Dans les eaux tranquilles du port de Mogán, un simple poisson devient éclat en se plaçant là où la lumière le transforme.

C’était dans le port de Mogán, au sud de Grande Canarie. Je me promenais tranquillement, observant les bateaux qui se balançaient doucement sur l’eau, portés par le rythme lent de la marina. Comme souvent, je me suis approché du bord, pas tant pour regarder les bateaux que pour observer ce qui se passe en dessous. J’ai toujours ce réflexe de scruter l’eau, de chercher s’il n’y a pas un crabe, un poisson, une vie cachée juste sous la surface.


Et ce jour-là, il y avait quelque chose.
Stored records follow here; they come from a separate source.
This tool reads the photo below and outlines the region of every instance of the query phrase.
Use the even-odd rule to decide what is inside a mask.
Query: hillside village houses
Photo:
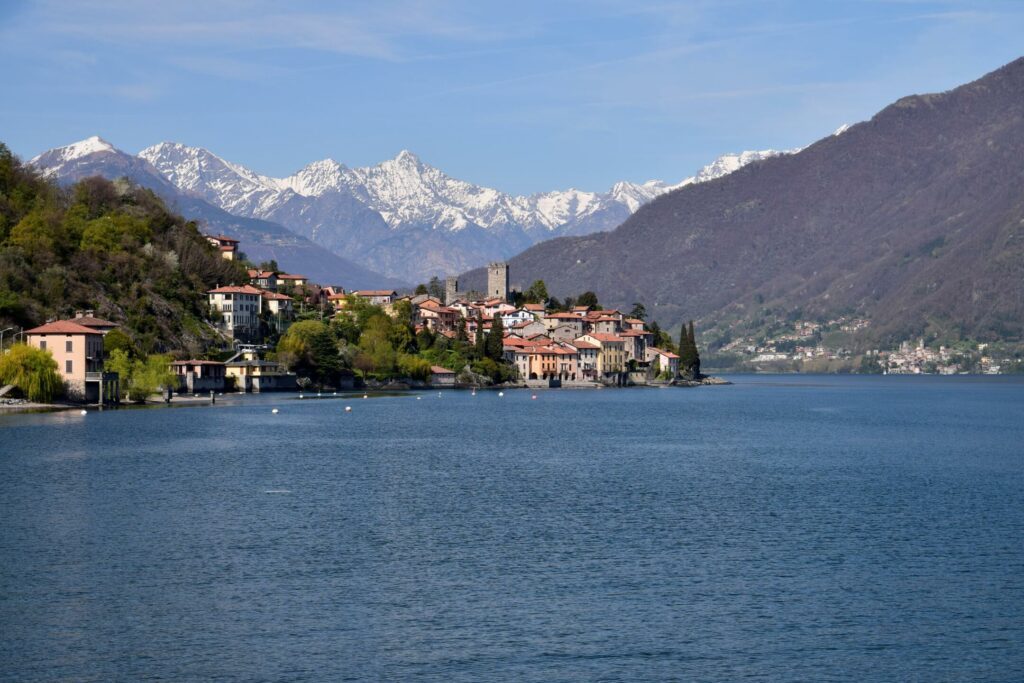
[[[238,240],[207,236],[224,258],[234,258]],[[249,282],[217,286],[206,292],[211,319],[225,338],[239,347],[227,362],[184,359],[171,363],[178,391],[223,391],[234,385],[242,391],[294,388],[295,376],[277,363],[263,360],[251,345],[268,334],[283,334],[295,319],[296,305],[319,308],[322,315],[347,315],[346,302],[356,296],[395,315],[395,304],[408,301],[416,331],[429,329],[455,338],[464,326],[467,340],[488,333],[496,319],[504,329],[505,359],[521,380],[547,383],[624,384],[642,380],[651,368],[659,373],[678,372],[678,357],[653,346],[653,335],[642,320],[615,310],[547,311],[543,304],[515,306],[510,302],[508,266],[488,266],[487,295],[462,292],[448,278],[444,300],[427,294],[399,296],[395,290],[355,290],[321,286],[302,275],[252,269]],[[315,310],[315,309],[314,309]],[[25,331],[26,341],[53,353],[66,394],[87,402],[117,401],[119,381],[103,371],[103,335],[116,324],[79,312],[69,320],[56,320]],[[247,343],[250,343],[246,346]],[[457,372],[434,367],[433,382],[455,383]]]

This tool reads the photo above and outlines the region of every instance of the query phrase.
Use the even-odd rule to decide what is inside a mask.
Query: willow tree
[[[0,356],[0,384],[13,384],[39,403],[49,403],[64,389],[53,354],[28,344],[15,344]]]

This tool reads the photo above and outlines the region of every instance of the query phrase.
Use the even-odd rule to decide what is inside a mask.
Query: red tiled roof
[[[227,235],[207,235],[207,237],[219,242],[234,242],[235,244],[238,244],[238,240],[234,237],[228,237]]]
[[[543,311],[544,304],[525,304],[523,308],[525,308],[528,311]]]
[[[52,323],[46,323],[39,327],[34,327],[31,330],[26,330],[25,334],[99,334],[94,329],[86,327],[85,325],[79,325],[76,322],[70,320],[55,320]]]
[[[228,287],[218,287],[217,289],[207,290],[207,294],[262,294],[263,291],[256,289],[251,285],[230,285]]]
[[[599,349],[599,348],[601,348],[597,344],[591,344],[590,342],[582,341],[580,339],[577,339],[576,341],[571,342],[571,343],[577,349]]]
[[[649,334],[650,332],[645,332],[644,330],[623,330],[619,332],[620,337],[646,337]]]
[[[286,294],[278,294],[277,292],[268,292],[266,290],[261,290],[260,293],[263,295],[264,299],[272,299],[274,301],[291,301],[292,300],[292,298],[290,296],[288,296]]]
[[[176,360],[171,365],[224,365],[219,360]]]
[[[592,337],[592,338],[596,339],[597,341],[602,341],[602,342],[620,342],[620,341],[624,341],[622,339],[622,337],[620,337],[619,335],[617,335],[617,334],[609,334],[608,332],[591,332],[587,336],[588,337]]]
[[[393,289],[359,289],[353,294],[356,296],[393,296],[398,292]]]
[[[545,318],[551,318],[553,320],[583,320],[580,316],[575,313],[548,313]]]
[[[252,269],[249,269],[248,273],[249,273],[249,277],[254,277],[254,278],[258,278],[258,279],[274,277],[274,275],[276,275],[276,273],[274,271],[272,271],[272,270],[252,270]]]
[[[305,275],[289,275],[288,273],[279,273],[277,276],[278,280],[308,280],[309,278]]]
[[[431,365],[430,366],[430,372],[434,373],[435,375],[454,375],[455,374],[454,370],[449,370],[448,368],[442,368],[440,365]]]
[[[643,325],[644,321],[639,318],[626,318],[626,322],[630,325]]]

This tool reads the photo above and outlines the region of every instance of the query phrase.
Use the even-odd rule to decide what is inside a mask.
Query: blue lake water
[[[733,379],[0,415],[0,680],[1024,680],[1024,382]]]

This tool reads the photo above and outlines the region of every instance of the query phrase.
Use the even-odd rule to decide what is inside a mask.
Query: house
[[[519,323],[523,323],[523,322],[530,322],[530,323],[532,323],[534,320],[536,320],[536,318],[533,316],[533,313],[531,313],[526,308],[519,308],[519,309],[512,310],[512,311],[505,311],[504,313],[500,313],[499,316],[501,317],[501,324],[505,327],[505,329],[508,329],[510,327],[514,327],[515,325],[518,325]]]
[[[120,400],[117,373],[103,371],[102,332],[73,320],[56,320],[27,330],[25,339],[57,361],[67,398],[86,403]]]
[[[220,251],[220,255],[228,261],[234,261],[238,254],[238,240],[227,235],[204,235],[206,241]]]
[[[436,387],[455,386],[455,371],[442,368],[440,365],[430,366],[430,383]]]
[[[611,375],[625,371],[626,342],[622,337],[606,332],[590,332],[579,339],[599,347],[597,352],[598,377],[609,378]]]
[[[655,372],[661,374],[668,370],[672,377],[679,375],[679,356],[672,353],[671,351],[665,351],[655,346],[647,347],[647,361],[651,364],[652,368],[656,368]]]
[[[582,334],[579,328],[571,324],[559,325],[558,327],[548,330],[547,333],[552,339],[560,342],[571,342]]]
[[[414,324],[423,325],[433,332],[450,332],[458,324],[459,312],[436,299],[426,299],[415,307]]]
[[[272,270],[249,269],[249,284],[271,292],[277,291],[277,273]]]
[[[652,337],[644,330],[623,330],[619,336],[625,341],[626,360],[638,363],[647,362],[647,338]]]
[[[117,323],[104,320],[103,318],[97,318],[93,315],[92,311],[75,311],[75,317],[72,321],[78,323],[82,327],[88,327],[91,330],[96,330],[100,334],[106,334],[117,327]]]
[[[296,287],[305,287],[309,284],[309,278],[305,275],[292,275],[290,273],[278,273],[277,274],[277,286],[285,289],[295,289]]]
[[[285,372],[279,363],[261,360],[255,350],[241,351],[224,363],[225,374],[237,391],[294,391],[298,388],[294,373]]]
[[[544,304],[523,304],[523,309],[529,311],[534,318],[544,317]]]
[[[178,377],[179,393],[200,394],[224,391],[224,363],[215,360],[176,360],[171,372]]]
[[[622,327],[626,330],[643,330],[644,321],[639,318],[626,318],[622,321]]]
[[[278,292],[261,292],[263,297],[263,303],[267,305],[267,310],[282,318],[291,319],[295,314],[295,303],[292,298],[287,294],[279,294]]]
[[[541,322],[544,323],[544,327],[548,330],[553,330],[561,325],[568,325],[576,331],[575,336],[577,337],[587,331],[584,328],[583,318],[575,313],[548,313],[541,318]]]
[[[252,285],[217,287],[207,293],[210,309],[220,314],[220,330],[232,339],[259,336],[263,292]]]
[[[590,316],[589,330],[599,334],[618,334],[622,331],[622,320],[615,315]]]
[[[544,325],[536,320],[523,321],[515,325],[506,327],[505,330],[511,334],[514,334],[523,339],[536,336],[538,334],[544,334],[547,330]]]
[[[590,342],[583,341],[582,339],[576,339],[572,342],[572,346],[576,349],[577,353],[577,367],[579,368],[578,374],[580,379],[597,379],[597,354],[601,350],[601,347],[597,344],[591,344]]]
[[[374,306],[387,306],[398,296],[393,289],[359,289],[352,293]]]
Un banc de poissons, à fleur d’eau, rassemblé dans une zone mi-ensoleillée, mi-ombragée. Ils étaient nombreux, à se bousculer sans que je sache vraiment pourquoi. Est-ce qu’ils jouaient ? Est-ce qu’ils cherchaient à se nourrir ? Peut-être un peu des deux. Ils se frôlaient, tournaient sur eux-mêmes, dessinaient des formes en mouvement constant, comme une matière vivante.


À l’ombre, leurs corps prenaient une teinte sombre, presque fade. Des poissons simples, presque invisibles. Mais dès qu’ils passaient sous la lumière, tout changeait. Le soleil frappait l’eau à un angle précis, et la surface devenait miroir. Certains poissons se couvraient soudain d’une brillance métallique, une teinte argentée, éclatante, presque irréelle.


Et parmi tous, un seul s’est aligné parfaitement avec les reflets du soleil. Juste un. Comme s’il avait compris où se placer pour capter cette lumière unique. Lui brillait. Lui seul semblait hors du temps, hors du groupe, transformé par la lumière pendant un instant suspendu. Autour, les autres continuaient leurs mouvements, ternes, confondus dans l’ombre.


J’ai déclenché à ce moment-là. Parce qu’il ne se passait rien de spectaculaire, rien d’extraordinaire. Juste une apparition fragile. Une composition naturelle, un alignement bref, et cette idée toute simple que parfois, il suffit d’un rayon bien placé pour que le banal devienne précieux. L’image est minimaliste, oui, mais elle raconte ce que la lumière peut révéler. Et dans ce bain argenté, ce jour-là, c’est un poisson anonyme qui a brièvement tout illuminé.